At the meeting, which took place in the Dushanbe offices of RFE/RL, Rahmon's deputy in the People's Democratic Party, Safar Gayurov, said: "If we get as many seats as last year we will be happy."

"Oh, yes," was the immediate reply of the witty Mukhiddin Kabiri, the Islamic party leader. "If you get as many seats as last time, we are bound to be unhappy."

Suddenly I felt sorry for serious and intelligent people like Kabiri. The day before this meeting, a friend of mine who works in the government hinted that the list of future deputies was prepared a long time ago, and the elections are just a show for the outside world.

He was right. There were no miracles on February 28 -- only rain. The streets were not crowded. I kept looking to see how many people will enter the polling station in front of my home? I saw only a few. Officials responsible for the turnout nervously walked back and forth on the porch of the polling station.

"Aka-Salom," I said to a neighbor, who shook hands with me while carrying an armful of election ballots to the polling station.

"Alaykum Assalom," he answered politely. "I'm going to the polls to fulfill my duty."
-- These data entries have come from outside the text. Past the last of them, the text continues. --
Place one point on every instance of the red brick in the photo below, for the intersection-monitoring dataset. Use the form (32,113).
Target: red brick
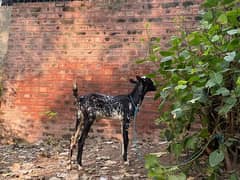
(98,46)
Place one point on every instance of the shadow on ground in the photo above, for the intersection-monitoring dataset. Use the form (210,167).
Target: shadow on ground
(48,160)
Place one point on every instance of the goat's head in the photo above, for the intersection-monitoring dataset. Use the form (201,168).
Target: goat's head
(143,84)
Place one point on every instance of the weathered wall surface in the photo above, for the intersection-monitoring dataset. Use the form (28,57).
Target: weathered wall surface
(95,42)
(5,17)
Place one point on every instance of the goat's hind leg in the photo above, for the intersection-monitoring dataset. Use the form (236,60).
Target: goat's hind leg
(81,141)
(75,137)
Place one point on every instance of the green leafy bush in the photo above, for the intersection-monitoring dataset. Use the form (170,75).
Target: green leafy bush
(198,79)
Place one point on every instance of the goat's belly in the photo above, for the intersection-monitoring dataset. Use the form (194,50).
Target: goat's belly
(115,115)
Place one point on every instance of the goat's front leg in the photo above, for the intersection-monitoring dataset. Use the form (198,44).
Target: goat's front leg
(75,137)
(81,141)
(125,127)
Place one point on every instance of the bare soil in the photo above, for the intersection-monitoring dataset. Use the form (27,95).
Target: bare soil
(48,159)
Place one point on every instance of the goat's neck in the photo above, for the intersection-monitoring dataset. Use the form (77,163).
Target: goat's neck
(137,95)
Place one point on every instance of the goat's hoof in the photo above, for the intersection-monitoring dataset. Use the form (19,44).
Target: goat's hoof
(126,163)
(69,167)
(80,167)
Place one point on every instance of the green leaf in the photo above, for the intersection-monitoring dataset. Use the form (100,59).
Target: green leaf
(180,176)
(238,81)
(215,79)
(234,176)
(210,3)
(194,79)
(222,19)
(224,2)
(194,39)
(216,157)
(151,161)
(166,53)
(176,113)
(177,148)
(215,38)
(166,59)
(223,91)
(140,61)
(230,56)
(178,87)
(192,142)
(233,31)
(229,104)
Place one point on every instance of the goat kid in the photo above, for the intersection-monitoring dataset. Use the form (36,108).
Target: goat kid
(98,106)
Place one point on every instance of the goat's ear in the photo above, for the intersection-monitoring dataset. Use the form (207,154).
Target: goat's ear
(132,81)
(138,78)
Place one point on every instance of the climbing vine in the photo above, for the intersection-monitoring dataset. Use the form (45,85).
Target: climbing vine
(200,88)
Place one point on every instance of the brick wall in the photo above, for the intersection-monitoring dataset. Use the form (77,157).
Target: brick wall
(95,42)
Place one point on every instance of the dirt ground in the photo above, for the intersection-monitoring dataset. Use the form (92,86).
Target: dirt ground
(48,159)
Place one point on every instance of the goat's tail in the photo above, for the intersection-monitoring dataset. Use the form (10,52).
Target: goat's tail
(75,90)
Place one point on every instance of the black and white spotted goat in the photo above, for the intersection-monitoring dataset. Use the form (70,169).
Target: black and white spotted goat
(98,106)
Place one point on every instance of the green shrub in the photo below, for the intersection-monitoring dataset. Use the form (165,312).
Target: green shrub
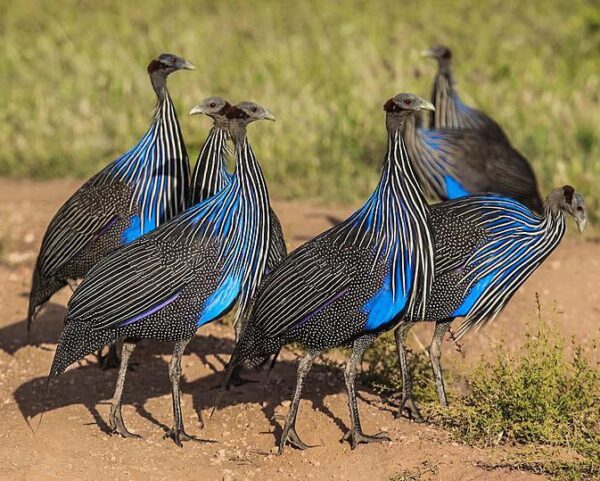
(544,401)
(541,396)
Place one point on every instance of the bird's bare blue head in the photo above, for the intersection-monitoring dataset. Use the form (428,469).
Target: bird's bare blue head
(163,65)
(439,52)
(568,200)
(214,107)
(240,115)
(167,63)
(400,107)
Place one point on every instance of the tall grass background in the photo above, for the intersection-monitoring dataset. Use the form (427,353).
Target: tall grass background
(75,94)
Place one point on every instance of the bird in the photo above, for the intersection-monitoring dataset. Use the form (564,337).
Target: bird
(464,151)
(486,247)
(140,190)
(452,163)
(351,282)
(186,273)
(210,176)
(450,111)
(210,173)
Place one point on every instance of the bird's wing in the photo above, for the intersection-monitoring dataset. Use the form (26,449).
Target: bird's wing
(457,232)
(305,283)
(134,282)
(277,249)
(484,164)
(84,218)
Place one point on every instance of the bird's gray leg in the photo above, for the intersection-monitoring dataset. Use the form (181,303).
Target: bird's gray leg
(177,432)
(236,379)
(408,401)
(289,434)
(435,354)
(355,434)
(116,418)
(111,360)
(73,284)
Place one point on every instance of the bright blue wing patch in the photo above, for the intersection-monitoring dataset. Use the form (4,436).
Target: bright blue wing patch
(133,231)
(221,300)
(454,189)
(385,305)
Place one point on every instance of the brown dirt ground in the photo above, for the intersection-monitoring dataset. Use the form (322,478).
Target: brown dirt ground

"That's great. Did you decide who you would vote for?" I asked him just out of curiosity.

"No, not yet, but in the polling station there are always smart people who tell us who to vote for," said my neighbor as he proceeded to go and vote for his whole family (and then some).

On the way back to Prague, with the same bags and the usual bribetaking, I saw the tired faces of departing observers. I recognized one of them.

"How did the election go?" I asked cheerfully.

The observer rolled his eyes.

"It was like a badly staged drama."

Sojida Djakhfarova is the head of RFE/RL's Tajik Service. The views expressed in this commentary are her own, and do not necessarily reflect those of RFE/RL.